US researchers reviewing more than a dozen studies say a defective gene that has been implicated as a cause of major depression does not appear to elevate a person's risk for the mood disorder. The finding is viewed as a setback for researchers trying to identify a genetic basis for depression.
Major depression and other psychiatric disorders tend to run in families. So, researchers have been looking for the genetic culprits that predispose individuals to the mental disorder.
Discovery of an abnormal gene could lead to diagnostic blood tests to determine who is at risk for depression, and could provide an easier target for drugs used to treat the mood disorder.
The U.S. research team of geneticists, public health officials and epidemiologists, led by Kathleen Merikangas of the federally-funded National Institute of Mental Health, concluded after reviewing 14 studies involving over 14,000 individuals that there's no evidence a defective gene is the sole cause of major depression.
While it's long been established that stressful life events such as loss of a job or divorce can trigger depression, not everyone who experiences a major life change becomes depressed.

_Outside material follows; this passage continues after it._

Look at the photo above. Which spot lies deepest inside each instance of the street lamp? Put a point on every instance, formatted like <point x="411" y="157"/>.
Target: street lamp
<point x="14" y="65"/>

So, Merikangas and her colleagues sought to test the finding of a much-hailed 2003 study which concluded that stressful life events were more likely to cause depression in people who also had a defective gene governing the transport of the brain chemical serotonin, a mood-stabilizing neural transmitter.
But Merikangas says subsequent studies that attempted to support the finding have been inconsistent.
"So it wasn't clear whether it was a real finding or whether we needed to learn more about the finding before we started to move in the direction of translating it into public health and prevention," said Merikangas.
While researchers found no direct link between the serotonin transporter gene and depression, they did discover the number of stressful life events increased the risk of depression in some individuals.
Peter Zandi, a researcher at Johns Hopkins University School of Public Health who has been looking for a genetic basis for major depression, calls the study's finding discouraging.
"The best way to confirm these sorts of associations is through replication," Zandi said. "And this particular paper that you cite suggests there isn't replicable evidence of this one particular gene which many in the field had been excited about."
Scientists say it is quite likely the serotonin transporter gene, in combination with other defective genes, contributes to depression.
That's because a class of drugs known as serotonin reuptake inhibitors, which include Prozac, Paxil and Zoloft, that target the abnormal transporter gene, relieve the symptoms of depression in some individuals.
Zandi says the study is not the final word on whether the genetic defect plays a major role in the development of depression.
"It's not conclusive evidence that it's not. But by the same token, there isn't conclusive evidence that it is related to depression," said Zandi. "And after many years of trying to figure out what is going on with the genetic causes of depression, we're not there yet."
The findings of the study on a depression gene appear this week in Journal of the American Medical Association.